Google Expands Vertex AI Model Garden
Google has added SEA-LION V4, EmbeddingGemma, and DeepSeek-V3.1 to Vertex AI Model Garden. SEA-LION V4's focus on Southeast Asian languages addresses a significant gap in regional language support, whilst EmbeddingGemma provides new options for embedding generation tasks. This expansion reflects Google's strategy of offering diverse model options rather than relying solely on Gemini variants.
Veo 3 Video Generation Goes GA
Google's Veo 3 video generation is now generally available on Vertex AI, enabling creation of 4, 6, or 8-second videos from text prompts or images. Whilst the video lengths are still limited, this represents Google's entry into the competitive video generation market currently dominated by companies like Runway and Pika Labs. Early adoption could provide competitive advantages for content creation workflows.

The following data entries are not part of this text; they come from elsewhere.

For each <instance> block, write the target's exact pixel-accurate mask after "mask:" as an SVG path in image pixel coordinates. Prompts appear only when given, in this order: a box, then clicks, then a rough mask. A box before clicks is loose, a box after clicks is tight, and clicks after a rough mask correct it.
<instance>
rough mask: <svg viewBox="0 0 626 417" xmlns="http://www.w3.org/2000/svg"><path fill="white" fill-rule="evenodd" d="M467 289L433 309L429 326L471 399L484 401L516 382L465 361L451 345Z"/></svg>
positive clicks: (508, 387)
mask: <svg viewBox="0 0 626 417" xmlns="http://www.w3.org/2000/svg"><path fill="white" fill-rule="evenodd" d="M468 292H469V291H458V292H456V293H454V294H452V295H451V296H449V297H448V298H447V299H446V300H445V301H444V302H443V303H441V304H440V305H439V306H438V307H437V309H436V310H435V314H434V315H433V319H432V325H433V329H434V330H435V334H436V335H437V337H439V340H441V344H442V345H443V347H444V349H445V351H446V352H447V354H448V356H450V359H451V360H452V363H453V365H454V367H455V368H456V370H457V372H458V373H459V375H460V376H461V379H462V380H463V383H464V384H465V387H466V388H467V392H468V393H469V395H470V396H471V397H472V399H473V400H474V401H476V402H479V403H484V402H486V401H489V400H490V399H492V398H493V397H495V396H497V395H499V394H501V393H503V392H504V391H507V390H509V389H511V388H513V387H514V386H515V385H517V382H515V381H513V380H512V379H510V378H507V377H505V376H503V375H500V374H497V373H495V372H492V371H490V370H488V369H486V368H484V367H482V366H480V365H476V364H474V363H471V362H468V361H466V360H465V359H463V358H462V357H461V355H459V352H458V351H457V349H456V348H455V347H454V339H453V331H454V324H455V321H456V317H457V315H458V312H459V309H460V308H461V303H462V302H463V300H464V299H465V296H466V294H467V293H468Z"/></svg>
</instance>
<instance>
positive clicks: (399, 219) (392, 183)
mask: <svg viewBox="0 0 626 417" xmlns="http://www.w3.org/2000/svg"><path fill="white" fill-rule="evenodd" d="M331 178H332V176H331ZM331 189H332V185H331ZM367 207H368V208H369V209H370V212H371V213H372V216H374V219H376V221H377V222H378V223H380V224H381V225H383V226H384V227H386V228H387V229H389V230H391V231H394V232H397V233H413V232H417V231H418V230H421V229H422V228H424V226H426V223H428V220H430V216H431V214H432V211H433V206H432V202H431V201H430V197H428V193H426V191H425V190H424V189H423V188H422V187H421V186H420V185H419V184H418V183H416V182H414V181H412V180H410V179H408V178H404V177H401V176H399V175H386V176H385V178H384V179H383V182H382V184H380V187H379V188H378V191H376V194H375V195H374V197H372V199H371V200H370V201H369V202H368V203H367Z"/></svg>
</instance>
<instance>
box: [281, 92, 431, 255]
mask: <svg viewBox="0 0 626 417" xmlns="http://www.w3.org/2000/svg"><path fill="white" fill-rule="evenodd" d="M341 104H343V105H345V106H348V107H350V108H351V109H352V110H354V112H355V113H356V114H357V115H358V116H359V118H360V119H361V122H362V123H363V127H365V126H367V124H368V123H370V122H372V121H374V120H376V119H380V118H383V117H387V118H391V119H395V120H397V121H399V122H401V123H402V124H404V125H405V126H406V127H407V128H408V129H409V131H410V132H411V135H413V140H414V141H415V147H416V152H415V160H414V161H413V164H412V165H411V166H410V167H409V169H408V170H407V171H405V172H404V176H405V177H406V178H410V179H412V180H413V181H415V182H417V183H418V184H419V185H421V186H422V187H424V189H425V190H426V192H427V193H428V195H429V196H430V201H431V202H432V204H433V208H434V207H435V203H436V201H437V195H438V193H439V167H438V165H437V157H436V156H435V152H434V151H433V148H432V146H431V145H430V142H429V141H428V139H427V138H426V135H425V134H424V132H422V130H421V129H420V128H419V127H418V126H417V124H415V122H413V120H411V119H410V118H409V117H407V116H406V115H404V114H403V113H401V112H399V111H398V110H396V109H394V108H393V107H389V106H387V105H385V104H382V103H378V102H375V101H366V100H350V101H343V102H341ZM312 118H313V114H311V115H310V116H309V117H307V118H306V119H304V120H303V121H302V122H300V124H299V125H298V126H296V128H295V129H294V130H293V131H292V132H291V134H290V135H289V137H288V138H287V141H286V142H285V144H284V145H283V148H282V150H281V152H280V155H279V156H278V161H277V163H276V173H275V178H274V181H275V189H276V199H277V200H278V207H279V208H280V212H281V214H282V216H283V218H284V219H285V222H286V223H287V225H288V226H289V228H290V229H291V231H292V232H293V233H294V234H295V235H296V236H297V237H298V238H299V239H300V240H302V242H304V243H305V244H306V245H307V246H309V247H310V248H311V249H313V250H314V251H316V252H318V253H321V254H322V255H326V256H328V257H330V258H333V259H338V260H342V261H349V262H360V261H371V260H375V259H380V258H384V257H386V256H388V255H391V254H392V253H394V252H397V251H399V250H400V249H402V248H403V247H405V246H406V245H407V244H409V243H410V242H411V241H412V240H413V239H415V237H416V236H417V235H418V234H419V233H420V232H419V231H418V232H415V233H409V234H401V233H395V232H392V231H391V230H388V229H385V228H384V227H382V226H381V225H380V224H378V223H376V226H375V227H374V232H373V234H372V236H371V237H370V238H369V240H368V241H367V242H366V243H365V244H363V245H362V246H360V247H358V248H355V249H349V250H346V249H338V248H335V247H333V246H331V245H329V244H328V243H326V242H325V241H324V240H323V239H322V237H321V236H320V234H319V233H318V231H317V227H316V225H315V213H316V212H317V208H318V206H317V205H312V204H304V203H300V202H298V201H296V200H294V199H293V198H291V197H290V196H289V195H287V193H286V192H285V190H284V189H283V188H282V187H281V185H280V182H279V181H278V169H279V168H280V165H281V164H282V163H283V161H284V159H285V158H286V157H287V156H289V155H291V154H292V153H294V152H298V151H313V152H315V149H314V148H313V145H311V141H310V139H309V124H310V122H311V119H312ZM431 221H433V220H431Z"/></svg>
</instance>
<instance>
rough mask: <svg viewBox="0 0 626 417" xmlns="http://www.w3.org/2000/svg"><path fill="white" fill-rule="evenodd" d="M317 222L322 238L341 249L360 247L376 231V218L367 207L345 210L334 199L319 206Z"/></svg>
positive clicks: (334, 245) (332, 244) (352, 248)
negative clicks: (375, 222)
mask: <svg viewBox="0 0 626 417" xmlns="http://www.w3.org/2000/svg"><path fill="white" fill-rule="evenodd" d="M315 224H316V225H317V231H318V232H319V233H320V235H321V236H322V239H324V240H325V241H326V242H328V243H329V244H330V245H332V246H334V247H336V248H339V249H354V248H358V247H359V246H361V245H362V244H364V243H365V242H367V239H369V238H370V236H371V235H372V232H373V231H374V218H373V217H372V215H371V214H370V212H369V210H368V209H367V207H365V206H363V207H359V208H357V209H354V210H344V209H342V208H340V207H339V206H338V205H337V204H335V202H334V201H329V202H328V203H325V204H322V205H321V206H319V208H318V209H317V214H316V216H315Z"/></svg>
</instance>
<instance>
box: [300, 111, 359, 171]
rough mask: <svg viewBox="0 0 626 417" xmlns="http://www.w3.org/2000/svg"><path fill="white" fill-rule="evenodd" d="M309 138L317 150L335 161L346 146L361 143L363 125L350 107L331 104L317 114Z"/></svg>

TwelveLabs Enhances Marengo Embed
TwelveLabs has released Marengo Embed 2.7 with InvokeModel API support, expanding integration options for video, text, audio, and image embedding generation. This multimodal approach is increasingly important as AI applications become more sophisticated and require understanding across different content types.
Quick Hits
- Meta Llama introduces OpenAI Prompts API compatibility and RAG Tool updates with Files API integration
- Replicate adds invoicing for prepaid credits, torch compile caching for faster model startup, and web URLs for predictions
- Pinecone launches multimodal assistant support for PDF image processing and releases Terraform provider v2.0.0
- AWS Bedrock expands Guardrails to Asia Pacific (Jakarta) region for improved latency
- Together AI releases Qwen3-Next-80B models optimised for complex reasoning tasks
The Week Ahead
Watch for migration announcements from Google regarding Vertex AI Agent Engine sunset dates. The breaking SDK change suggests Google is moving quickly to deprecate older versions, so expect timeline clarity soon.
Together AI's infrastructure expansion may prompt competitive responses from established cloud providers. AWS re:Invent preparations could include announcements about simplified GPU provisioning to match Together AI's instant cluster approach.
OpenSearch 3.1's GPU acceleration features warrant performance testing for teams running vector-heavy workloads. Early benchmarks could influence broader adoption decisions across the search and RAG ecosystem.
The continued expansion of model gardens across providers (Google, AWS Bedrock, Azure) suggests we're moving towards a more diverse, multi-provider AI landscape rather than consolidation around a few dominant models.